More than one special relationship

I went to a seminar on New Zealand agriculture at New Zealand House in London last week. Interestingly, the company and country representatives positioned themselves as people who know what to do when your system of supports gets pulled out from under you. The New Zealand government eliminated farming subsidies in the 1980s. It also did not help that the UK, which had previously offered guaranteed access to New Zealand, joined the European Economic Area in 1973 to the detriment of the New Zealand export market. In some ways, this meeting is as if your ex-boyfriend shows up as your marriage breaks down.

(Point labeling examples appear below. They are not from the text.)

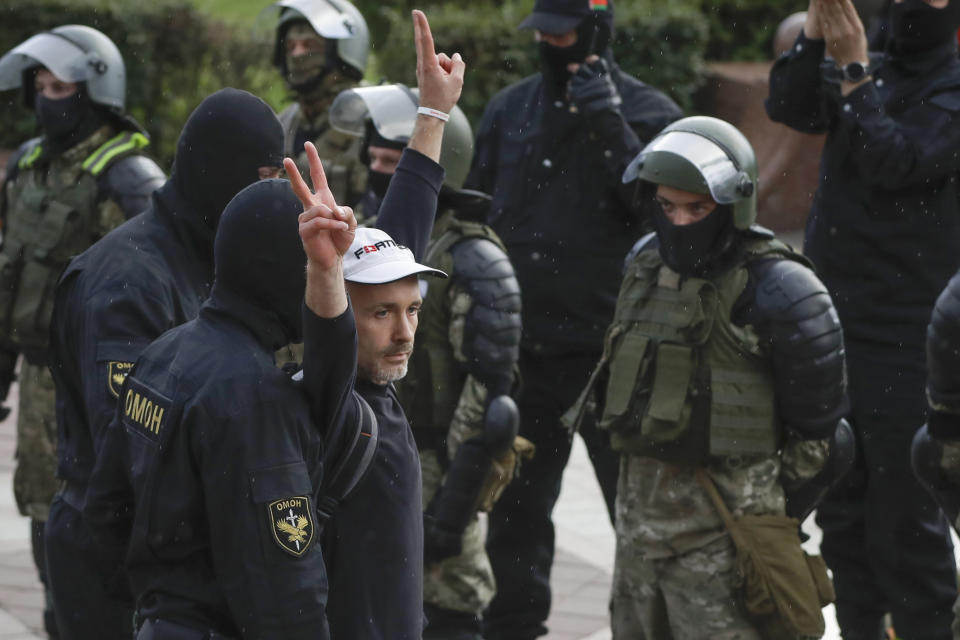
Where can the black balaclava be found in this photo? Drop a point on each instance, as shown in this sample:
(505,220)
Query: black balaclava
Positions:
(229,136)
(67,121)
(595,31)
(693,249)
(258,254)
(916,27)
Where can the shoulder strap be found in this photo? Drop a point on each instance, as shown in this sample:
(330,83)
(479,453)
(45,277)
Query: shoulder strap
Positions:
(353,463)
(120,146)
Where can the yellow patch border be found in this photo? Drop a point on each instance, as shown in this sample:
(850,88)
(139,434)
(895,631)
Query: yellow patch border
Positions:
(112,367)
(290,529)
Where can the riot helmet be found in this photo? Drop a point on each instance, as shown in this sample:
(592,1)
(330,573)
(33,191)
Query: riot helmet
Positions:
(73,53)
(391,112)
(341,26)
(705,155)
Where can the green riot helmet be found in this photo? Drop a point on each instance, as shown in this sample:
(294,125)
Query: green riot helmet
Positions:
(703,155)
(73,53)
(333,20)
(392,110)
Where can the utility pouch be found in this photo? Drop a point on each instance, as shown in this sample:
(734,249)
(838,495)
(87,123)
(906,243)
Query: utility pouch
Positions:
(782,589)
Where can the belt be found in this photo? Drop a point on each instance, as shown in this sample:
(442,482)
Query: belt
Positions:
(74,495)
(154,629)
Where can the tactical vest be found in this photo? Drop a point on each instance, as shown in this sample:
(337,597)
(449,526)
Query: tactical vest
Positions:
(431,390)
(47,225)
(682,381)
(339,152)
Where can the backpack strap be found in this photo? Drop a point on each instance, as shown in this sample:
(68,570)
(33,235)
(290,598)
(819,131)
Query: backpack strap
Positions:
(352,463)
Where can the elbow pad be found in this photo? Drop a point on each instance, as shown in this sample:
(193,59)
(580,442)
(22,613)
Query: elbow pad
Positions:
(800,323)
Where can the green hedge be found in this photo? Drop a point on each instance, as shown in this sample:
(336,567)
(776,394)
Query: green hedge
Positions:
(661,48)
(174,55)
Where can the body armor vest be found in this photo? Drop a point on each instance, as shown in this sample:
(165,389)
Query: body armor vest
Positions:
(339,152)
(431,390)
(53,216)
(683,381)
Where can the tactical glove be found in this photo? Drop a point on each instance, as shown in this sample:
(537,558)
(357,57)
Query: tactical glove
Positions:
(592,90)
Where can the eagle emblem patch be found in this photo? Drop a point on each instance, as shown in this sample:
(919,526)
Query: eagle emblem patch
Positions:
(291,521)
(116,374)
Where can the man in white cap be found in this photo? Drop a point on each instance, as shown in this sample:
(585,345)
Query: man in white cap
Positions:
(378,530)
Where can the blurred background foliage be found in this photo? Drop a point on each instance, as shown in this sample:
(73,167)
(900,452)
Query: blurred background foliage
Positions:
(178,51)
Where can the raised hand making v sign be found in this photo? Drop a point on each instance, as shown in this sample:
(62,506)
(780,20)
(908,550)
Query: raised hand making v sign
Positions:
(326,230)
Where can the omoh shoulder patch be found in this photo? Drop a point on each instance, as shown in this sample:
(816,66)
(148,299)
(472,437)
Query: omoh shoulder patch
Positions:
(291,521)
(116,373)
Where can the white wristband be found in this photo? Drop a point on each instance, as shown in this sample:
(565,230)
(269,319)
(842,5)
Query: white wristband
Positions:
(439,115)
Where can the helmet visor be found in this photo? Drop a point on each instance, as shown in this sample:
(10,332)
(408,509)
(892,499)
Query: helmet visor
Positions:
(326,18)
(63,58)
(722,176)
(391,108)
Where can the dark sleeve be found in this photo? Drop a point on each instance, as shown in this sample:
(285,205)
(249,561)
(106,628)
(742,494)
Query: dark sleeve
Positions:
(130,181)
(410,204)
(483,169)
(943,363)
(109,506)
(104,335)
(796,88)
(260,515)
(491,326)
(892,152)
(795,317)
(329,367)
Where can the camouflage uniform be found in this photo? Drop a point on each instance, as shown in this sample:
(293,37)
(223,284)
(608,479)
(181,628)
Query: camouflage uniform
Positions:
(340,153)
(450,415)
(65,179)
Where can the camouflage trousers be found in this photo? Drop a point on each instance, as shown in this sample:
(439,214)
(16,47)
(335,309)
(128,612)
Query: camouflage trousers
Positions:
(34,480)
(685,597)
(465,582)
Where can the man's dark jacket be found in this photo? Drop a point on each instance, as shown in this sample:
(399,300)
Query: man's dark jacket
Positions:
(559,205)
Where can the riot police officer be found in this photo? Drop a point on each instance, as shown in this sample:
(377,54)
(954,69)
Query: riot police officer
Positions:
(146,277)
(884,233)
(551,150)
(724,361)
(222,452)
(321,48)
(83,176)
(456,392)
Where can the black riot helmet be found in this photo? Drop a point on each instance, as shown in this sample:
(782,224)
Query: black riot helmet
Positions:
(258,254)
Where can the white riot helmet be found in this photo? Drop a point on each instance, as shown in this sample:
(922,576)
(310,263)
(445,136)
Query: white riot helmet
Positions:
(335,20)
(73,53)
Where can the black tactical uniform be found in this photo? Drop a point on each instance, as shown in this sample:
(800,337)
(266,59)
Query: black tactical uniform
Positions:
(884,233)
(560,209)
(146,277)
(221,452)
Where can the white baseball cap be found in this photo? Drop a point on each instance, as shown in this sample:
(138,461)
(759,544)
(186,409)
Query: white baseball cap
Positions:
(374,258)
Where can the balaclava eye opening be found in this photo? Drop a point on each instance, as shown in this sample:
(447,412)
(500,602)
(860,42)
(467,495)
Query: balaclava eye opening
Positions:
(227,138)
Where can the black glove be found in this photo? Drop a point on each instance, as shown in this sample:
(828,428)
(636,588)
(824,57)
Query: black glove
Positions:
(592,90)
(438,542)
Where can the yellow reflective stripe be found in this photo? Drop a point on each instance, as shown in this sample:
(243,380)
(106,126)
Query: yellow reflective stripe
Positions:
(28,160)
(124,142)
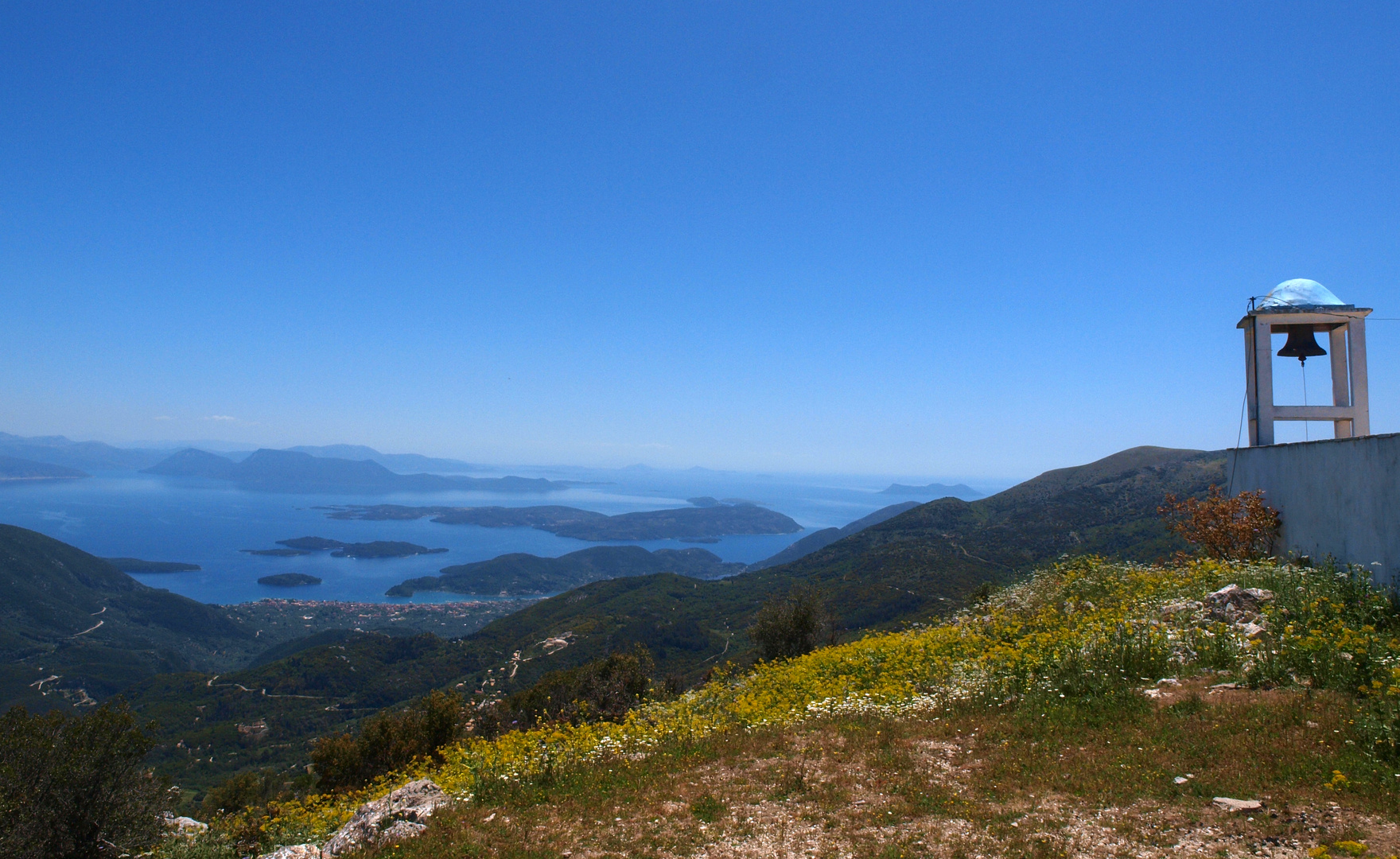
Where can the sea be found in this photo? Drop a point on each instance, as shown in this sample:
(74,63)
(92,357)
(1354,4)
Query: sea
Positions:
(209,522)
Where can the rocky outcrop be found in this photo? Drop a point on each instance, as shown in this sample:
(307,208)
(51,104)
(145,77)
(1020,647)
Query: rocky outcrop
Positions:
(392,818)
(184,826)
(1238,604)
(1236,805)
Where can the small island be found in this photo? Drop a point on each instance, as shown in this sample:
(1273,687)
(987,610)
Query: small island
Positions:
(289,580)
(379,549)
(139,566)
(727,516)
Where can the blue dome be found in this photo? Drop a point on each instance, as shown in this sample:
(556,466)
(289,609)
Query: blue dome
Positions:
(1300,293)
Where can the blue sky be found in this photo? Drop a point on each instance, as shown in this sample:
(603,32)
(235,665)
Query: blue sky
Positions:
(928,239)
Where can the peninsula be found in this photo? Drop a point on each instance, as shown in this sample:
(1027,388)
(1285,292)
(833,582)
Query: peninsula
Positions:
(289,580)
(300,472)
(379,549)
(524,574)
(679,523)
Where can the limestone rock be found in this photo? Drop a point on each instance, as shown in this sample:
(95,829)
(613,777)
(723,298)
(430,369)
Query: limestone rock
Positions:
(1234,603)
(1238,805)
(392,818)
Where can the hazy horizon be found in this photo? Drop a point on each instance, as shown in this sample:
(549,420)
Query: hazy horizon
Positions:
(805,239)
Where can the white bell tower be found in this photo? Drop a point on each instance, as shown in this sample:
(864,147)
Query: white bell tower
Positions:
(1301,309)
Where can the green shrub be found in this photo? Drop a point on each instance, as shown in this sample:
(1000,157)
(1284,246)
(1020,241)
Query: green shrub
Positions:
(388,742)
(791,626)
(76,787)
(707,809)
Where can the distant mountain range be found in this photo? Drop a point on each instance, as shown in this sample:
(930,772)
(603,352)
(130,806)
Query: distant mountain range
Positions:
(524,574)
(830,534)
(678,523)
(933,492)
(13,468)
(298,472)
(403,464)
(88,457)
(912,567)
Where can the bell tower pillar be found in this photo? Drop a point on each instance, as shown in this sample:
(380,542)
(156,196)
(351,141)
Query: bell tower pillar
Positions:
(1302,309)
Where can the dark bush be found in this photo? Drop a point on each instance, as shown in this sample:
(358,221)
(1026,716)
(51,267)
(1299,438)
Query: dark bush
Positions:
(76,787)
(602,690)
(243,791)
(793,624)
(388,742)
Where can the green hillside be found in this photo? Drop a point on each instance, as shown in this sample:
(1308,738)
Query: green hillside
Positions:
(915,567)
(91,630)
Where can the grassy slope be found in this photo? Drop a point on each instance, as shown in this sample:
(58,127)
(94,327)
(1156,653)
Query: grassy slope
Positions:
(1018,729)
(913,567)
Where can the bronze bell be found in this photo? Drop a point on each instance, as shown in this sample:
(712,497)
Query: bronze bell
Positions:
(1301,343)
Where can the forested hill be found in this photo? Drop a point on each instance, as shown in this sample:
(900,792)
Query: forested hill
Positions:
(79,621)
(913,567)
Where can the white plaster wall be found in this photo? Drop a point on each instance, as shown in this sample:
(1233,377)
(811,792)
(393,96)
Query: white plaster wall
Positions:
(1339,497)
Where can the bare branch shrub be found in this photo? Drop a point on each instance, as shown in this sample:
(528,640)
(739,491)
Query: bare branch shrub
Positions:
(1235,529)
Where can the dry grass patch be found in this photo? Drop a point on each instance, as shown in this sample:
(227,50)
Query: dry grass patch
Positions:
(1090,779)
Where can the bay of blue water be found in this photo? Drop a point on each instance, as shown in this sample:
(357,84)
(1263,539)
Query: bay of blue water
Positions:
(209,522)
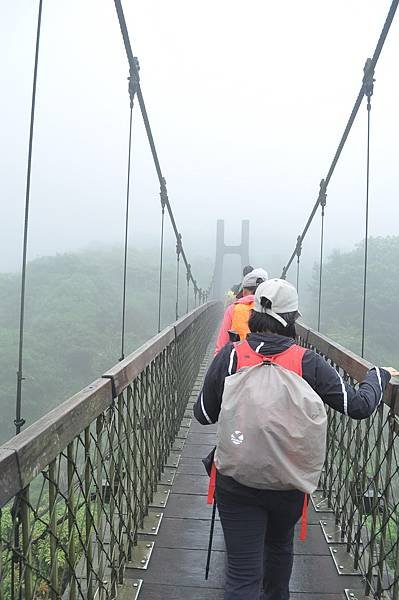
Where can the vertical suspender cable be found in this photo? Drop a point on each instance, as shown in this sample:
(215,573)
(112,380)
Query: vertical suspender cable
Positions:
(188,276)
(368,90)
(19,421)
(126,237)
(178,249)
(163,202)
(371,64)
(298,253)
(323,202)
(133,82)
(133,68)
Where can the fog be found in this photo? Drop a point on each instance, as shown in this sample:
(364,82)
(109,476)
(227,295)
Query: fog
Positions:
(247,104)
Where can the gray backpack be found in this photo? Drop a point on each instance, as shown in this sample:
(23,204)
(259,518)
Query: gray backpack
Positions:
(271,430)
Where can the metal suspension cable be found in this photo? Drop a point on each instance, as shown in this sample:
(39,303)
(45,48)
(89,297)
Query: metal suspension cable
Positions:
(298,253)
(161,263)
(132,90)
(188,287)
(358,101)
(19,421)
(177,277)
(131,59)
(323,202)
(369,88)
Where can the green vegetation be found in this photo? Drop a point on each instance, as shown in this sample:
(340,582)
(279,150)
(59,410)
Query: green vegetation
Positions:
(343,300)
(73,323)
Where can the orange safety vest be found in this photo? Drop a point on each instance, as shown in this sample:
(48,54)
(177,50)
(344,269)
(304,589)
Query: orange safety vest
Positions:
(239,321)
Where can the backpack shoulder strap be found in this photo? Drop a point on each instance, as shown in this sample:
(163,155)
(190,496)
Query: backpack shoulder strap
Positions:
(246,357)
(291,358)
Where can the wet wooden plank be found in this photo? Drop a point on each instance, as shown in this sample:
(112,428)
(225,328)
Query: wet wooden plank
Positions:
(10,478)
(41,443)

Nevertheless, this is the help they are offering the UK, as it transitions from the European Union. Basically, we know what you’re going through, because we’ve been there, the assembled said. And farming efficiency is the way forward. As the AHDB says in its report, “The ability of New Zealand agriculture to establish a longer-term recovery was driven by an increased focus on economising and through promotion and application of efficient farming methods.”

Another interesting note was in response to a question about the current UK lack of rainfall. A speaker replied that you don’t make money in a drought, but instead it’s about preserving capital and making efficiencies.

So, as the New Zealanders seek to enhance what they see as a “special relationship” with the UK, I think it would be helpful to accept their help. Basically, the Kiwis have seen the show and bought the t-shirt, when it comes to free markets and even to droughts. And on a journey where the outcome is uncertain and the way forward is not yet visible, it is good to have a friend who can tell you how they did it and what helped.